Development of a compact DOI–TOF detector module for high-performance PET systems

• Published in: Nuclear science and techniques Vol. 28; no. 4; pp. 53 - 59
• Main Authors: Wei, Qing-Yang, Xu, Tian-Peng, Dai, Tian-Tian, Wang, Shi, Liu, Ya-Qiang, Gu, Yu, Ma, Tian-Yu
• Format: Journal Article
• Language: English
• Published: Singapore Springer Singapore 01.04.2017; School of Automatic and Electrical Engineering, University of Science and Technology Beijing, Beijing 100083, China%Department of Engineering Physics, Tsinghua University,Beijing 100084, China; Key Laboratory of Particle and Radiation Imaging(Tsinghua University), Ministry of Education, Beijing 100084, China%Department of Radiation Oncology, China-Japan Friendship Hospital, Beijing 100029, China
• Subjects: Energy; Hadrons; Heavy Ions; Nuclear Energy; Nuclear Physics; SiPM; Depth of interaction (DOI); Positron emission tomography; Time-of-flight (TOF)

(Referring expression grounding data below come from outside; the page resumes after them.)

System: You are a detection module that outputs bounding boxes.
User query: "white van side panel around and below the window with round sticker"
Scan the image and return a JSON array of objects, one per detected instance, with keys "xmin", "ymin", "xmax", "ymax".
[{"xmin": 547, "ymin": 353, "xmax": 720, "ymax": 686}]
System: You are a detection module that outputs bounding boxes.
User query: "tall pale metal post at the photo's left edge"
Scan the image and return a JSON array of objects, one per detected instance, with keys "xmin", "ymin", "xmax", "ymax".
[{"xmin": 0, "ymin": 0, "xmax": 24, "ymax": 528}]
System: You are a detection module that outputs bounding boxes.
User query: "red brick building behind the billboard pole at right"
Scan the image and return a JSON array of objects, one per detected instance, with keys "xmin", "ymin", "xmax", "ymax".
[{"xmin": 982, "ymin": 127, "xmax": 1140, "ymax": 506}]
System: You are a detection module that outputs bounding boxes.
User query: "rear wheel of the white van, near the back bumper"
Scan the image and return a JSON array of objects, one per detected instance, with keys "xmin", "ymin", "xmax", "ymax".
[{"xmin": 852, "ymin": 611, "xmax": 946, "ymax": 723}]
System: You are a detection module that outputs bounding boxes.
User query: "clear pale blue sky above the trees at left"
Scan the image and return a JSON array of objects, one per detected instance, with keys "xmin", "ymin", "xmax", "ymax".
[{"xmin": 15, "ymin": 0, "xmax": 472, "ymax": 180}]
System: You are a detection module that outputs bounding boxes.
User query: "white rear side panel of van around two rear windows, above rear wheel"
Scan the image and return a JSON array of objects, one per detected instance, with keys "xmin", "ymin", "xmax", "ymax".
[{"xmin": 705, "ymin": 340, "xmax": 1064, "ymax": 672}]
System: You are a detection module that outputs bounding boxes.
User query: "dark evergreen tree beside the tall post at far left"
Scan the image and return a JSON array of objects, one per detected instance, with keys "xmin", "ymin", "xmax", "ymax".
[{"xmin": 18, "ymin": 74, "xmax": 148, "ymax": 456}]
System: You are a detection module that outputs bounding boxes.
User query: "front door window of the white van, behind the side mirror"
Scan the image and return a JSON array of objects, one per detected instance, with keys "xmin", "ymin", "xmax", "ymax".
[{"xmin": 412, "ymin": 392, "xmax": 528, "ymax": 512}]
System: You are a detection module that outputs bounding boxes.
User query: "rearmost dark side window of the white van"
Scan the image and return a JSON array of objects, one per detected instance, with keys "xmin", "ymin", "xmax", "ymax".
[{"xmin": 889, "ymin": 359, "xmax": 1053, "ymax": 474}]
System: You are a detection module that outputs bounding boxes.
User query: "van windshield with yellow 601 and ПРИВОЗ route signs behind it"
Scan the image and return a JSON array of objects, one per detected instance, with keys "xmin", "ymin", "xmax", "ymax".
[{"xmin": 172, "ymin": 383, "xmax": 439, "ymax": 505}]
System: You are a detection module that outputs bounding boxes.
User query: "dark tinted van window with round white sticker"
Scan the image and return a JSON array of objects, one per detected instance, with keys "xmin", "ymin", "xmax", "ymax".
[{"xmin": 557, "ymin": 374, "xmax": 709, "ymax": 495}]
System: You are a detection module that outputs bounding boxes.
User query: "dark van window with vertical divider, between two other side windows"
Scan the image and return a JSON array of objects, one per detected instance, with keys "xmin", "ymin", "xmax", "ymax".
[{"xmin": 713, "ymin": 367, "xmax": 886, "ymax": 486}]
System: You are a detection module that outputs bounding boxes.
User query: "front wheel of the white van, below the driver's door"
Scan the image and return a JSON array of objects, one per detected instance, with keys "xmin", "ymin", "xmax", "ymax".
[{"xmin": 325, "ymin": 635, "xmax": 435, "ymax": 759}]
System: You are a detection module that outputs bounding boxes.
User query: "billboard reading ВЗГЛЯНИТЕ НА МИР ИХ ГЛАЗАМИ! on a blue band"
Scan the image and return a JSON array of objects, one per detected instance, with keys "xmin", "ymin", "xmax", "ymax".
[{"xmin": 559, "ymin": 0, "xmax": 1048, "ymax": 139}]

• ISSN: 1001-8042; 2210-3147
• DOI: 10.1007/s41365-017-0202-2

To increase spatial resolution and signal-to-noise ratio in PET imaging, we present in this paper the design and performance evaluation of a PET detector module combining both depth-of-interaction (DOI) and time-of-flight (TOF) capabilities. The detector module consists of a staggered dual-layer LYSO block with 2 mm × 2 mm × 7 mm crystals. MR-compatible SiPM sensors (MicroFJ-30035-TSV, SensL) are assembled into an 8 × 8 array. SiPM signals from both fast and slow outputs are read out by a 128-channel ASIC chip. To test its performance, a flood histogram is acquired with a 22 Na point source on top of the detector, and the energy resolution and the coincidence resolving time (CRT) value for each individual crystal are measured. The flood histogram shows excellent crystal separation in both layers. The average energy resolution at 511 keV is 14.0 and 12.7% at the bottom and top layers, respectively. The average CRT of a single crystal is 635 and 565 ps at the bottom and top layers, respectively. In conclusion, the compact DOI–TOF PET detector module is of excellent crystal identification capability, good energy resolution and reasonable time resolution and has promising application prospective in clinical TOF PET, PET/MRI, and brain PET systems.